If you had to describe what was going on in this picture, what would you say? Most Westerners, who are used to seeing boxlike architectural structures, interpret the picture as a family sitting indoors. They see the shape above the woman’s head as a window with a view of plants outside. However, when scientists showed this sketch to certain East African peoples, they all assumed that the shape above the woman’s head was a box or metal object that she was balancing. Moreover they thought the family was sitting under a tree since their culture contained few visual cues to indicate perpendicular walls. Whose interpretation is correct? I would aver that they both are.
To be fair, the rational, analytic mindset the has predominate the last few hundred years was and is an invaluable asset to our growth and evolution. It took us through an incredible period of science and empiricism which served humanity in countless ways. But as I have quoted before, the problems of the world today cannot be solved at the level of thought which created them. I'm almost certian we cannot take the next step towards a brighter future if we have people who cannot think outside the confines of their inherited worldview.

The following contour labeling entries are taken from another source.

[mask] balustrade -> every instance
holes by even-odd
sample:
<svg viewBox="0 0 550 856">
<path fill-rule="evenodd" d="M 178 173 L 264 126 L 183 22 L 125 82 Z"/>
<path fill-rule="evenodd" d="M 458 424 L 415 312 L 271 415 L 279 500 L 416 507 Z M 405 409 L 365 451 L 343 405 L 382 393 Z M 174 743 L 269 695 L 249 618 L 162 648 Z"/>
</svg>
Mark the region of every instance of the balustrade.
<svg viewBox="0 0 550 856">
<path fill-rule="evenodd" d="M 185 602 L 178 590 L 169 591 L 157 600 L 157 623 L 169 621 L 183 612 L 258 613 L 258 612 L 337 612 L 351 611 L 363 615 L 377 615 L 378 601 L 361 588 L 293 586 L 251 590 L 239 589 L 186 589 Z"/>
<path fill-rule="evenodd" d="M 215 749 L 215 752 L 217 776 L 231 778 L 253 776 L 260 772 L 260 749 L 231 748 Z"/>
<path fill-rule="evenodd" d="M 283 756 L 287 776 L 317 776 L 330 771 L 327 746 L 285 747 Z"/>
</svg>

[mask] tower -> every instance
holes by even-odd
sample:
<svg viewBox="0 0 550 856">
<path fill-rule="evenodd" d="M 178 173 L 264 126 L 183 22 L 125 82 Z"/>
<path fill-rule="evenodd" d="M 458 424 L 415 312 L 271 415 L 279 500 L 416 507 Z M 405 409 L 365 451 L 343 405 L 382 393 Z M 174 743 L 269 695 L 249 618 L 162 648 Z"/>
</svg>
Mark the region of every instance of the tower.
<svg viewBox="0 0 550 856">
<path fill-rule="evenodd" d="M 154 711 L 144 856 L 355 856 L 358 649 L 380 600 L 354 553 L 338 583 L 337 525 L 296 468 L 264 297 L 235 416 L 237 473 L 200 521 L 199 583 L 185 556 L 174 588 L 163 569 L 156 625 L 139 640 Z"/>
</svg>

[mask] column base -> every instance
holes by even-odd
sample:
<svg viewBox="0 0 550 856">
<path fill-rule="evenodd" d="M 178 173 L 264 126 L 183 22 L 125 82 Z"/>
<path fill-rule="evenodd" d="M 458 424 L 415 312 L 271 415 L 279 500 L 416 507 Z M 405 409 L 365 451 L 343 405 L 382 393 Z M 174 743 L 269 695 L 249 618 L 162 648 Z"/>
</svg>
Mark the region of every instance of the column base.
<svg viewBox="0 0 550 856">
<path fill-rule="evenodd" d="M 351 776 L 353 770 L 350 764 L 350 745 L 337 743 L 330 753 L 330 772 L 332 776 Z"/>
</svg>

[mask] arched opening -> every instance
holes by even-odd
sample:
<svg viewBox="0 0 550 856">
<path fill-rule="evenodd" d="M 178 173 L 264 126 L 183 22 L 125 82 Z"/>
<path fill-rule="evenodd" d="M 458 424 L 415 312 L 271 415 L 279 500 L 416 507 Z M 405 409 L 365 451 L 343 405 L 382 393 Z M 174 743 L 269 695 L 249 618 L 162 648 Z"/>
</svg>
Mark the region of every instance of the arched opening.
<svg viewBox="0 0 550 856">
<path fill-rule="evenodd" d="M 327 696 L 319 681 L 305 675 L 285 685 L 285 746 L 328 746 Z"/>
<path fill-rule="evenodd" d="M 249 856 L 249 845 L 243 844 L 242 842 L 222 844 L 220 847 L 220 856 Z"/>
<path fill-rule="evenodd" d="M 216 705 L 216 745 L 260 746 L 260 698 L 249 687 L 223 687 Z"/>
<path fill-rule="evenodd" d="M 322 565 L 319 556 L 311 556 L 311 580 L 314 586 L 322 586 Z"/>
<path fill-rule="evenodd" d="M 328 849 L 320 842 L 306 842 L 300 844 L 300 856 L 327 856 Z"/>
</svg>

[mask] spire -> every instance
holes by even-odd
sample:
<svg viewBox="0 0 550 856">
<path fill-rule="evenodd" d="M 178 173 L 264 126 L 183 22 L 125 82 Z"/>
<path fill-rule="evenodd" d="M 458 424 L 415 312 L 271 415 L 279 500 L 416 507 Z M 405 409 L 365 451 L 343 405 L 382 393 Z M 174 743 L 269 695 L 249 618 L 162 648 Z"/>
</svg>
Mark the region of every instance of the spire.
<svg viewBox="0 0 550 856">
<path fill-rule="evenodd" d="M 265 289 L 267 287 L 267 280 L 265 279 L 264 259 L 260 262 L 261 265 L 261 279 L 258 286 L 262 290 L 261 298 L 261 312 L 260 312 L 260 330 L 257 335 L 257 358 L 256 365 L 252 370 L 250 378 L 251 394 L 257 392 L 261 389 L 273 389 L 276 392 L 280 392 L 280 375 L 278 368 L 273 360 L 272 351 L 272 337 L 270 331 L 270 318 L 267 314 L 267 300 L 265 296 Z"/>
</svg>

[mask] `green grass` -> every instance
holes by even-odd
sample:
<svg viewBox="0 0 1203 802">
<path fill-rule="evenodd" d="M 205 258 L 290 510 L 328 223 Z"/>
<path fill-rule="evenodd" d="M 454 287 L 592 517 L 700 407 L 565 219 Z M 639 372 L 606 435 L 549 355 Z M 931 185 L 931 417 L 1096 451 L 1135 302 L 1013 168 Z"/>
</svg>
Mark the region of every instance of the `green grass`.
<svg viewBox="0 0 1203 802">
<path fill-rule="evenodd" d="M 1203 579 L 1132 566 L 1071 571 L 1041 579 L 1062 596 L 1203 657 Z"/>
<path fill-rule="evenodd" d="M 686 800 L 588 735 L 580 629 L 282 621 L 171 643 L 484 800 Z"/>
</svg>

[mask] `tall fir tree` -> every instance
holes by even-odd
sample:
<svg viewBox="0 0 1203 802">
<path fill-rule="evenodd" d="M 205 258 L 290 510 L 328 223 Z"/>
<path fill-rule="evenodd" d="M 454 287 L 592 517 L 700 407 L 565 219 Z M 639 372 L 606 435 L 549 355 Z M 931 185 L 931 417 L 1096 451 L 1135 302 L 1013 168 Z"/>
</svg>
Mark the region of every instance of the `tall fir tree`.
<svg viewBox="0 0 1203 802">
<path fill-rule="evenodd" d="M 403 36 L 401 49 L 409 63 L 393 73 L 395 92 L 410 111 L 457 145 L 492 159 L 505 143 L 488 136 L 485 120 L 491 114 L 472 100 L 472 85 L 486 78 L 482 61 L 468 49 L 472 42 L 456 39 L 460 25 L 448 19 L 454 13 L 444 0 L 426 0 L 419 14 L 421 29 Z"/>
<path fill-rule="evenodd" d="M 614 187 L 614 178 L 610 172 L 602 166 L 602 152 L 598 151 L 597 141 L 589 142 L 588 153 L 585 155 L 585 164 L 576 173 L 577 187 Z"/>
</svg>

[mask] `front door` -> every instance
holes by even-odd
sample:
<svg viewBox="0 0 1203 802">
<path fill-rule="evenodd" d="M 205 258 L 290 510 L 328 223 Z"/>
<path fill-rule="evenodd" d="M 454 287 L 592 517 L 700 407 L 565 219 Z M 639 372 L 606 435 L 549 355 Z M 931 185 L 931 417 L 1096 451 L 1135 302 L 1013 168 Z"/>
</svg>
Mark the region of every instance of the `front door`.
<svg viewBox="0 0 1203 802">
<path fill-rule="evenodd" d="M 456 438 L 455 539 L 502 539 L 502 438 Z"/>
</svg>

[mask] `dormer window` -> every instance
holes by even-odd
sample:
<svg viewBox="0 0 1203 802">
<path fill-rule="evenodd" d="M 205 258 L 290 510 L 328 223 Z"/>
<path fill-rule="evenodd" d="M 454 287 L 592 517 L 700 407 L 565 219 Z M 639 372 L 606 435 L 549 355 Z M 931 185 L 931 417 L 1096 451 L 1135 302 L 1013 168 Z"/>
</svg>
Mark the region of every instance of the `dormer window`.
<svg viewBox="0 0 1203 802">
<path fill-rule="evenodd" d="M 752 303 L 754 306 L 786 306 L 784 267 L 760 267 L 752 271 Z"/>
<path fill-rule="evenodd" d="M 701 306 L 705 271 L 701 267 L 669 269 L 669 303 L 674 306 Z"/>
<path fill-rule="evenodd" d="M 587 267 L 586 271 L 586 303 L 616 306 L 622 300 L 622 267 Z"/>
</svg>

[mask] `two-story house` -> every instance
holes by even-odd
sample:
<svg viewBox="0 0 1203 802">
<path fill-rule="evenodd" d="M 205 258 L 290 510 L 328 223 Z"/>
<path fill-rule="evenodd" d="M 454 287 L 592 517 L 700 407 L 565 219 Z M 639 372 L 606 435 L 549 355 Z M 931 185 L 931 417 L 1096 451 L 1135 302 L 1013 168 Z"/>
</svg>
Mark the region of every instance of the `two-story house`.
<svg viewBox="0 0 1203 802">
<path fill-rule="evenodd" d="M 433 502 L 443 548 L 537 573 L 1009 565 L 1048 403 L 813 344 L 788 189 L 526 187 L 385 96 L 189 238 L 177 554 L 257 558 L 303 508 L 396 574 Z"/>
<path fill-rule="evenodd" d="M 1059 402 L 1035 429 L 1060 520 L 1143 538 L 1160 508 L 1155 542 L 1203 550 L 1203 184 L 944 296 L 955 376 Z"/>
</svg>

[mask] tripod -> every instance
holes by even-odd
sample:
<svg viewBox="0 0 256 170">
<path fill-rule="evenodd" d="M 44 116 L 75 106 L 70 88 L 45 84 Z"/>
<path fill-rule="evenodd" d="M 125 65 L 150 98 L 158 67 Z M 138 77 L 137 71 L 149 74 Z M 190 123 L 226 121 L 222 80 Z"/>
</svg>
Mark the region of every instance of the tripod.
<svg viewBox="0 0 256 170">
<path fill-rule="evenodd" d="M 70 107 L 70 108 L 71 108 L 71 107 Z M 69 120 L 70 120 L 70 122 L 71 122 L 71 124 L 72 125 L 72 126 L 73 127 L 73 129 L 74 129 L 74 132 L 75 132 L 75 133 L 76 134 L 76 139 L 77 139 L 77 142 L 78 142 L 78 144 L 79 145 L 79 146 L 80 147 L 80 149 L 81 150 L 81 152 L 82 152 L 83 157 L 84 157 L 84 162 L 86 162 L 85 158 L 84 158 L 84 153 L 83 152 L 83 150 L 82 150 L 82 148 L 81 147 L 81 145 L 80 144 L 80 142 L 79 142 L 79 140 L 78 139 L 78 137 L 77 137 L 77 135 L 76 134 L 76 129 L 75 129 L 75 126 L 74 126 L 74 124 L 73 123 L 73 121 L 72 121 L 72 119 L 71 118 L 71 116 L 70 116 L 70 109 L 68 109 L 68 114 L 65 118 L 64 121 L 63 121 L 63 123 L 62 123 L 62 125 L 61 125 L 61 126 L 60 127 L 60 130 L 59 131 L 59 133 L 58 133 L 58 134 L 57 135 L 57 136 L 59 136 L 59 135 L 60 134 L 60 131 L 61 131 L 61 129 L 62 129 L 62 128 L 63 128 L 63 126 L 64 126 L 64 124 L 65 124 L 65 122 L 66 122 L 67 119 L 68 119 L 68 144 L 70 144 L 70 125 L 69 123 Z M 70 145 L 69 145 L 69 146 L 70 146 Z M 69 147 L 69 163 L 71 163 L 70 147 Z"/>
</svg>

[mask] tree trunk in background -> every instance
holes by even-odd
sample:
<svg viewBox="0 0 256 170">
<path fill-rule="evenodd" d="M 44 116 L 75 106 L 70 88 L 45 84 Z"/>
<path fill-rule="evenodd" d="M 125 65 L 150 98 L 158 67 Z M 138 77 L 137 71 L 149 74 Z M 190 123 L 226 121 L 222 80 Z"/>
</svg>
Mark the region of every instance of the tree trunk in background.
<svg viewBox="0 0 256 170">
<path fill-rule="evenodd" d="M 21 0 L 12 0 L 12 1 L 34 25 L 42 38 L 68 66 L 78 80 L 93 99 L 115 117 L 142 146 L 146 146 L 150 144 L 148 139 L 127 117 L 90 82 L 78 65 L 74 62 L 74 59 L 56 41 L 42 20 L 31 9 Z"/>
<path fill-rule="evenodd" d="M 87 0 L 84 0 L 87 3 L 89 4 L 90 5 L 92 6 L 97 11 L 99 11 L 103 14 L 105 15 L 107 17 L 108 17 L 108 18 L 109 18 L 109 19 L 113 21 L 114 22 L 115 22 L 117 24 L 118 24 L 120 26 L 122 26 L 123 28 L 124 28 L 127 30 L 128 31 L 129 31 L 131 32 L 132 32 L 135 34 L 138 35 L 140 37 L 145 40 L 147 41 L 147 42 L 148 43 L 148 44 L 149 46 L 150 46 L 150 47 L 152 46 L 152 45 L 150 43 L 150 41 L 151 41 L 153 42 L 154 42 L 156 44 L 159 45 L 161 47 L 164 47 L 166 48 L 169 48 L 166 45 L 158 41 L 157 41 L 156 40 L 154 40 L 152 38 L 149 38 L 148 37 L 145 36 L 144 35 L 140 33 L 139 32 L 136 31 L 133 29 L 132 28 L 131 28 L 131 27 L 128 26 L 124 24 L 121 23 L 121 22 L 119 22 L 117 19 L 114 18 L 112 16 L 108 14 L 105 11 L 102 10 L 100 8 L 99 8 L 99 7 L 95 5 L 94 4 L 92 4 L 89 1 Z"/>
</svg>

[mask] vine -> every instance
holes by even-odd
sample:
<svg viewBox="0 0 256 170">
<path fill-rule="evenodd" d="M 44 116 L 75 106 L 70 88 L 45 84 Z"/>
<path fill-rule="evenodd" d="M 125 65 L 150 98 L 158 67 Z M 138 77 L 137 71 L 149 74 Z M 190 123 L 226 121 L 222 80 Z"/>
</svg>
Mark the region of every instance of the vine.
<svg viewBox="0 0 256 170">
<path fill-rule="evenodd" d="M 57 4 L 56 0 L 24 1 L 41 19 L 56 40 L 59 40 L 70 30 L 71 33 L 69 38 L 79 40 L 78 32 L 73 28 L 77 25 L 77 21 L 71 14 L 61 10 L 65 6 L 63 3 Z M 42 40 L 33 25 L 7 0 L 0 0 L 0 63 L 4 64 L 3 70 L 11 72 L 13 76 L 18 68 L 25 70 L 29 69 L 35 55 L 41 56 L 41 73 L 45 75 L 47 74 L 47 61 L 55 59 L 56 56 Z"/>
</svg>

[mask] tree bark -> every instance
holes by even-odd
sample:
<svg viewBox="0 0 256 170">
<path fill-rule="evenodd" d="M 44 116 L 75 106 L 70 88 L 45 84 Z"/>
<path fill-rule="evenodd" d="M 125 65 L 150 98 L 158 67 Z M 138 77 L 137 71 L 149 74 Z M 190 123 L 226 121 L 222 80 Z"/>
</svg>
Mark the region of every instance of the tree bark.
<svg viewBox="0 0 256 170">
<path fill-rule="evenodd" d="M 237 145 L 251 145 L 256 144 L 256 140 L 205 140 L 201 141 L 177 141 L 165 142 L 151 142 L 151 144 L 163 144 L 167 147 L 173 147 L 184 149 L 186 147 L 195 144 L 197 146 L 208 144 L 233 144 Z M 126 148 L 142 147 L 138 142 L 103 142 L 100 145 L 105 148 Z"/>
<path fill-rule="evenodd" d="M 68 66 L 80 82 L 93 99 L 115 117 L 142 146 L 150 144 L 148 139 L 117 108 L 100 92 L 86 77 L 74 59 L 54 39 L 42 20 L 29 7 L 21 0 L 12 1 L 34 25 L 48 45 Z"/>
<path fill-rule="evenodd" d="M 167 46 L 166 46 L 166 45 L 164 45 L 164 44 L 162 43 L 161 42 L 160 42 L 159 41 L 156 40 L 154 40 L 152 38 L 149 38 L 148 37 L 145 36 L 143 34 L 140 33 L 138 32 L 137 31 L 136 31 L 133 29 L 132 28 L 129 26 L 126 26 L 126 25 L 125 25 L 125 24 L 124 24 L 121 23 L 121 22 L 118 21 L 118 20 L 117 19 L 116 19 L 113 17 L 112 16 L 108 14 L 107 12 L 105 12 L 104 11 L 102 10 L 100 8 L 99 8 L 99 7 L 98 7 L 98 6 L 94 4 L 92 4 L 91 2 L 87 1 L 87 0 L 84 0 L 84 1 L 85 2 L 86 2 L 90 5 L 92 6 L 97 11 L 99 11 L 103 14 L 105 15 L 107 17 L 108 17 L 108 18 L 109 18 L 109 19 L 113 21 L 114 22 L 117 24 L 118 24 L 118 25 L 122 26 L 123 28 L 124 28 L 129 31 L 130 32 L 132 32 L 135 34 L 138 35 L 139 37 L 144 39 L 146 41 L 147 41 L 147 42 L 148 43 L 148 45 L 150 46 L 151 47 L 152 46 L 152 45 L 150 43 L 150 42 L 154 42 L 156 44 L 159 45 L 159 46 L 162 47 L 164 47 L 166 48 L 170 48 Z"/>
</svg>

To truly evolve, we need to buck this trend of limiting our creative potential and push the boundary of what we consider possible. This is especially pertinent in areas of eduction, where most teaching imposes limits on what we think and know. Tests will never stimulate creativity and innovation because the questions asked presuppose an answer congruent with the question, and most questions are closed-ended and retrospective in nature. Novel ideas aren't likely to arise when people's success is based upon their ability to answer within the established parameters. As a teacher, I don't want you to tell me what I want to hear; I want you to tell me what I've never heard before. But the problems of today's educaiton system is a topic for another time, so i will resist the urge to mount my soapbox and return to the main discussion. A lot of ideas have been tossed around (since I'm prone to digress when excited), so let me reiterate the main point in different words. Our conscious mind is designed to see just one version of reality. The version of the world we see is a product of our genetics and our unique experience: our culture, our early childhood relationships, our values, our learned responses, our semantic knowledge, etc. The diagram at right illustrates our worldview as an onion with different layers that shape our perception and understanding of reality. This onion, which we’ve built up throughout the course of our lives, is the world as we know it; it is what we see and practice day by day. Moreover, it is how we know the world (i.e. how we relate to the thoughts and feelings that run through us.) This onion is our comfort zone, our familiar ways of being. And while our onion worldview will always be undergoing some mutation and change, there’s nothing more threatening than peeling away its layers thereby tearing down the matrix that grants us a first person experience of reality. To protect our onion (our worldview, our ego, our consciousness perception of reality,) we tend towards stasis over variance and seek to preserve the status quo rather than include difference and unfamiliarity. It is easier to accept the one story we've been told since birth than embrace a new one. This is self-preservation on the mental level.